Wow you're still here?

Let me conclude I'm not going anywhere anytime soon.  I may not post much, but I'm still around,  I enjoy reading other blogs, and using my blog to keep track of my set needs.  I still enjoy holding my World Series and Super Bowl contests and we get a nice manageable turnout for those.

And if you made it this far and read the whole thing, thank you, and thanks to the great blogging community, it's been a great almost 10 years.


Wednesday, February 14, 2018

Card Anatomy 2018


Well the 2018 card season started a couple weeks ago.  I decided a while back I would not be putting a set together from pack buying, but I did break down and buy a couple packs when Series 1 came out.   And my overall feeling for the card design is: I don't hate it.  How about that for an endorsement?  Let's take a really close look at the base card design and break it all down.

The front of the card is the glamorous side of the card, the party, the looker,  from now on I dub the front of the card the Mullet.  I just so happen to have a very nice scan of Mr. McCutchen's last Topps flagship card as a Pirate to look at.  Overall the basic design isn't bad.  I wouldn't go so far as to call it great or groundbreaking, but it's not bad.

This is the third year in a row that Topps has gone borderless.  I kind of miss the borders, but the 2015 set was a tough act to follow, arguably my favorite set in the last decade.  I've only casually looked through the set, but of the cards I've seen Topps has done a nice job with photo selection and the card design really reflects that Topps is letting the photos shine.
While the lower banner takes up a good section of the bottom of the card for the most part it's unobtrusive and presents the basic elements pretty well.  The player name is large enough to be easily read, team name present, team logo a tad large, but not imperious.  Waterslide?  Present, but I don't hate it.  The only gripe I have is the digital disintegration at the end of the name and team banners seems pointless and unnecessary.

Alright we've had our fun time to get to the business side of the card.
There's a lot going on back here.  The card number is large and readable, although I think it could have been bigger. It's also harder to make out with some of the colored backgrounds like the yellow here.  Once again Topps is putting the series on the back of the card.  Not a terrible idea, but honestly unless they are going to start putting our 3 or 4 different series again it's kind of pointless.  I will say having what series the inserts came out of is much more helpful.

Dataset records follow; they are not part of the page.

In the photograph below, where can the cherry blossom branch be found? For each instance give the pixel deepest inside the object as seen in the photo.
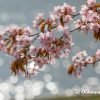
(18, 41)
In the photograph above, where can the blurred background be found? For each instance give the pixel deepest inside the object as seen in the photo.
(53, 80)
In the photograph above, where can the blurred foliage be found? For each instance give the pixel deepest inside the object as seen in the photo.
(93, 97)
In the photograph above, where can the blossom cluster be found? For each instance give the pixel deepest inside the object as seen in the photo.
(90, 18)
(14, 38)
(18, 41)
(81, 60)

We also are still only getting the last five years of stats on the back of the card I guess that's to make room for the much more important social media handles the player uses.  This is the second year for that addition and it seems timely and odd.  In 10 to 15 years will anyone care what McCutchen's Twitter handle was?  Would it hold up if Topps had put player's Myspace account on cards back in 2006? 

Topps also has just enough space for a short blurb or factoid.  I think McCutchen's trade took most people by surprise so can't fault Topps for the mistimed platitudes.

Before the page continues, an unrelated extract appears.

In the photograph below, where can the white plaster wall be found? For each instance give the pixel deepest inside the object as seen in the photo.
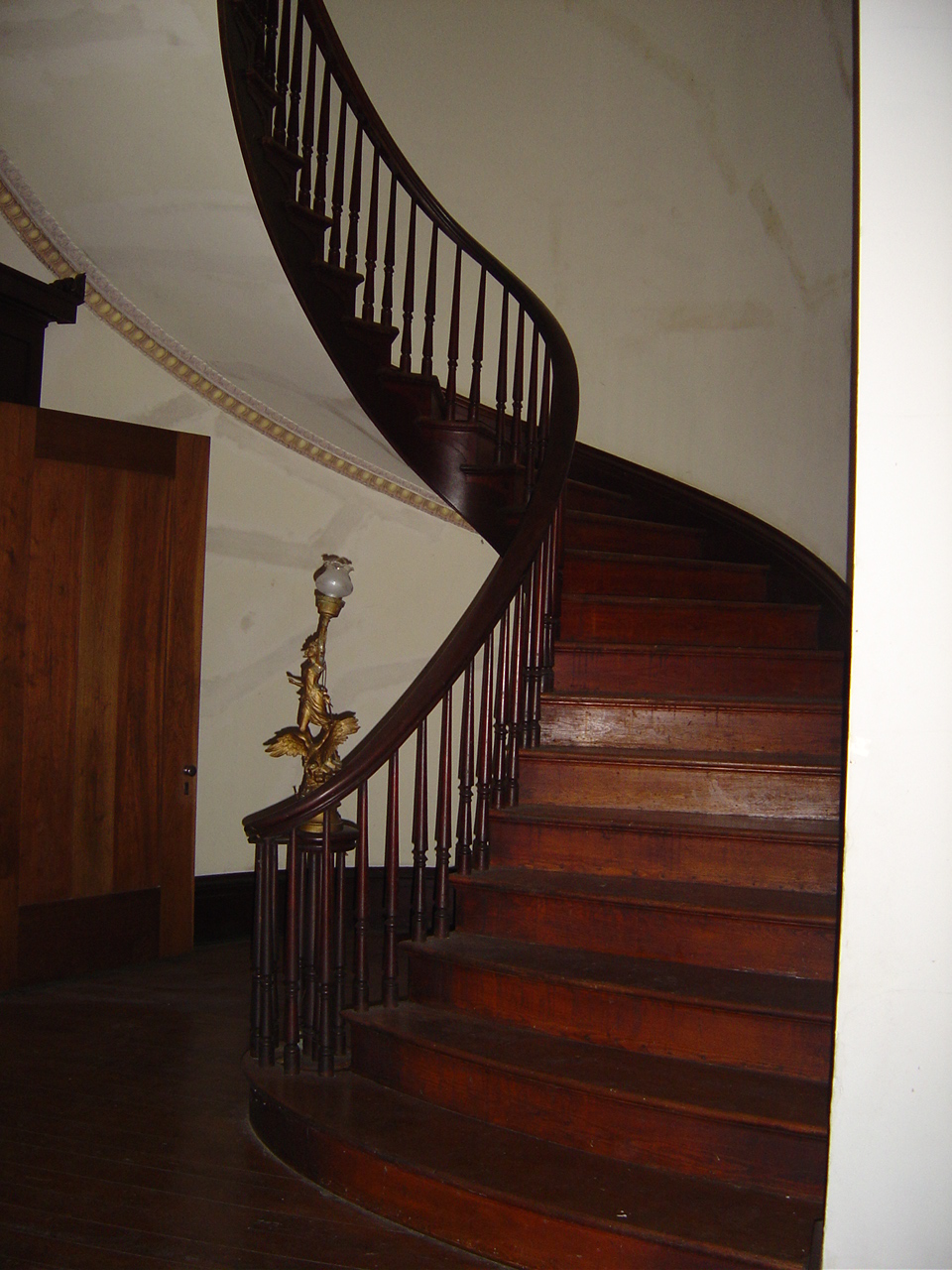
(271, 515)
(674, 180)
(890, 1183)
(117, 114)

So to sum up, not terrible.  It seems Topps has this cyclical pattern of coming out with something pretty awesome, like the 2015 design, and then they tone it down and play it safe for a few years.  While the waterslide design seems a little funky it does show that Topps put some effort into the design.  I do like the full bleed photos on the front, but maybe it's time to mix it up with a border, or an inset photo or a back photo. 

So how do you guys like the set this year?